Like many common foods today, tomatoes weren’t known to most of the world until the Spanish got the the Americas. Their origins go back to Central and South America, and were heavily used by the Aztecs. By the 16th century, the fruit was dispersed globally by Spanish ships and today the largest producers are China, India, European Union, Turkey, and the United States.
The modern English word tomato comes directly from the Spanish tomate, which explains why the British say “toh-MAH-toh” instead of “toh-MAY-toh”. Although generally thought of as relatively large, round, and red; tomatoes come in all kinds of sizes, shapes, and colors.

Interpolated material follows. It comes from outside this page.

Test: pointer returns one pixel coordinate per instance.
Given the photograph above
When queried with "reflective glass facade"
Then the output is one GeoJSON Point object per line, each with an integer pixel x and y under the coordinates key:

Before the Italians incorporated tomatoes into things like pizza and lasagna, the Spanish were eating them on a regular basis. Originally, in places like Florence, tomato plants were strictly ornamental and used simply to decorate the home.
Although they’ve been available in North America for thousands of years, it took until the 18th century for tomatoes to take hold in what would become the United States. Thomas Jefferson had eaten some in Paris and sent seeds home. Because tomatoes are part of the nightshade family, many people may have thought they might be poisonous.
You may think of Italian food or that big tomato fight in Spain, but it all started long before Europeans ever set foot in the Americas.